I have no retort for this, never had. Though the story has changed often enough I’m not sure which parts are real, it’s clear she didn’t have an easy time of it. One doesn’t get to be like Mallory without some damage of some kind.

“I’m still their mother,” she says, her voice strained, as if trying to hold something in, an unusual effort for her.

I see her love for them in her face, and this breaks down my fortress. She loves them and they love her back despite it all, and this is why I can’t hate her.

“I should have spent more time with him.” Her hand traces circles on the table, over and over. She’s stroking it, almost lovingly. “I’ve been trying lately, Michael. I need to be better, I know. I’m going to be more involved, I am. That is”—she slides her eyes over to me, turning her head only slightly in my direction—“if you’ll let me.”

“Of course,” I tell her, grasping her hand, stopping it from its circling. The closeness startles me, and I let go. “That’s all I’ve wanted, I want you to see the kids, I want you to keep to the parenting time.”

“ ‘Parenting time.’ ‘Visitation,’ ” she says, her face puckered. “I don’t want to just pick them up at appointed hours when the court says so.
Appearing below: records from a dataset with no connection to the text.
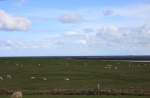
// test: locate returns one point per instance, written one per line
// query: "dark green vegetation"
(44, 73)
(79, 96)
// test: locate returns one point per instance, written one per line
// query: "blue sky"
(74, 27)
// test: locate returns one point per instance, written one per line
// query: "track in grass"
(79, 96)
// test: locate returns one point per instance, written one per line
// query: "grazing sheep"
(1, 78)
(17, 94)
(32, 78)
(116, 68)
(67, 79)
(9, 76)
(44, 78)
(39, 65)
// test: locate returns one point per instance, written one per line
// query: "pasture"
(33, 74)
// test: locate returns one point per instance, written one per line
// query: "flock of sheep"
(17, 94)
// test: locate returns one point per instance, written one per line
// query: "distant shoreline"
(131, 58)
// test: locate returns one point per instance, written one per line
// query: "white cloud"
(70, 18)
(12, 23)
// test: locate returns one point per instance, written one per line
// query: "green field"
(80, 97)
(45, 74)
I mean, I want to come over more often, take the kids out even if it’s not ‘my time’ on the schedule.”

It sounds like a reasonable request. But I feel that little ping in my gut, same as I get at the newspaper when a source tells me something that feels wrong. So I’ll have to check it out, dig deeper.

But now is not the time.

“We’ll talk later,” I say, pulling my hand back. “I can’t think about it right now.”

She nods, and her hand resumes the slow circles on the table.